While the Reuters reports states that BMW dealerships have been fielding requests for orange BMWs (Alibaba's corporate color), mainland Chinese aren't generally known to be wasteful, explains Christine Lu, CEO of Affinity China, an invite-only luxury services network for wealthy Chinese.

"They spend what they have, in cash. They don't over-leverage themselves with credit. And many have their net worth tied up in real estate." She added that just 10 percent of Chinese own credit cards.

Current Alibaba employees we've reached out to declined to comment for this article, citing a companywide "quiet period."

After the IPO, emigration to the US?

In Alibaba's prospectus, the company did add a note citing concerns that with 26.7 percent of its shares held by employees, the IPO may trigger the departure of many critical employees from the company at the end of the lockup period, which requires employees to hold their shares for a set duration of time.

Furthermore, money from the New York IPO will be tied up in the US, and this opens up immigration opportunities for Alibaba employees.

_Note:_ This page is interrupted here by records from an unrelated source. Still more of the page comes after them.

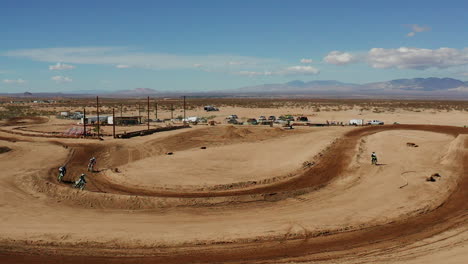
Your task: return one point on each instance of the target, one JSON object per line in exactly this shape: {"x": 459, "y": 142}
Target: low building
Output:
{"x": 124, "y": 120}
{"x": 94, "y": 119}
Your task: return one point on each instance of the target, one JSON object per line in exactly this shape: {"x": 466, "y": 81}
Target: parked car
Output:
{"x": 252, "y": 121}
{"x": 233, "y": 121}
{"x": 356, "y": 122}
{"x": 375, "y": 122}
{"x": 209, "y": 108}
{"x": 281, "y": 121}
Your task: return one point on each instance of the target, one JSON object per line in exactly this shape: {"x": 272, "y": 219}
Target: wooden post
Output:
{"x": 139, "y": 113}
{"x": 172, "y": 111}
{"x": 148, "y": 114}
{"x": 97, "y": 110}
{"x": 184, "y": 112}
{"x": 113, "y": 122}
{"x": 156, "y": 108}
{"x": 84, "y": 122}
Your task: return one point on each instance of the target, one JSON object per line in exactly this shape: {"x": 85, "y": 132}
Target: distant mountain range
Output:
{"x": 393, "y": 86}
{"x": 416, "y": 87}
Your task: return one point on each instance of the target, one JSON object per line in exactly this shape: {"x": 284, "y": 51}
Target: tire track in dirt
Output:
{"x": 452, "y": 213}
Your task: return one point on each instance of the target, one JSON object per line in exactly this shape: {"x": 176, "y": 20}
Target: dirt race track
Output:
{"x": 337, "y": 209}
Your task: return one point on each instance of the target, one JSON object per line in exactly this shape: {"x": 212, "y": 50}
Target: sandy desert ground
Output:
{"x": 256, "y": 194}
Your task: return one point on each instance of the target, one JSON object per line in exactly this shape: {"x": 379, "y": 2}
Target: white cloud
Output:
{"x": 115, "y": 56}
{"x": 416, "y": 29}
{"x": 122, "y": 66}
{"x": 61, "y": 66}
{"x": 415, "y": 58}
{"x": 404, "y": 58}
{"x": 61, "y": 79}
{"x": 289, "y": 71}
{"x": 339, "y": 58}
{"x": 17, "y": 81}
{"x": 299, "y": 70}
{"x": 255, "y": 73}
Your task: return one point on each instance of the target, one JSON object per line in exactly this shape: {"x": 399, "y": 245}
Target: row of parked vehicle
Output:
{"x": 233, "y": 119}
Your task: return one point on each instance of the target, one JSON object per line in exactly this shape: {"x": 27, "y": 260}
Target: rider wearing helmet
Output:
{"x": 81, "y": 182}
{"x": 374, "y": 158}
{"x": 62, "y": 172}
{"x": 91, "y": 164}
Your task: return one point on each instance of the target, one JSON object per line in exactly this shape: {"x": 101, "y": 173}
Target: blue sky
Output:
{"x": 211, "y": 45}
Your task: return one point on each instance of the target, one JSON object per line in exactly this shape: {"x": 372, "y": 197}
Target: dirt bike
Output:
{"x": 79, "y": 184}
{"x": 60, "y": 177}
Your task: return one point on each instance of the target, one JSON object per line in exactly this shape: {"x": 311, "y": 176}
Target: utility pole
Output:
{"x": 139, "y": 112}
{"x": 148, "y": 114}
{"x": 113, "y": 122}
{"x": 84, "y": 122}
{"x": 172, "y": 111}
{"x": 97, "y": 110}
{"x": 184, "y": 111}
{"x": 156, "y": 108}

"Anyone with enough money to do so in China is thinking of or has already moved part of their lives abroad, because in most cases they're engaging in what I call passport swapping," says Lu.

Passport swapping, Lu explains, is the acquisition of foreign citizenship in an effort to move their assets and family overseas for a better quality of life.

According to a recently released study by the Hurun Research Institute, a research institute for tracking sentiment among high net worth individuals, more than half of high net worth respondents (valued at $6.7 million each on average) chose the United States as their top destination for immigration. Canada, the second most popular choice, was favored by just under a quarter of the study participants.

Countering this, however, is the loyalty of staff to the company -- Erisman believes that employees will stay on with Alibaba and that Alibaba isn't too worried about the issue of employee retention despite the note in the company's prospectus.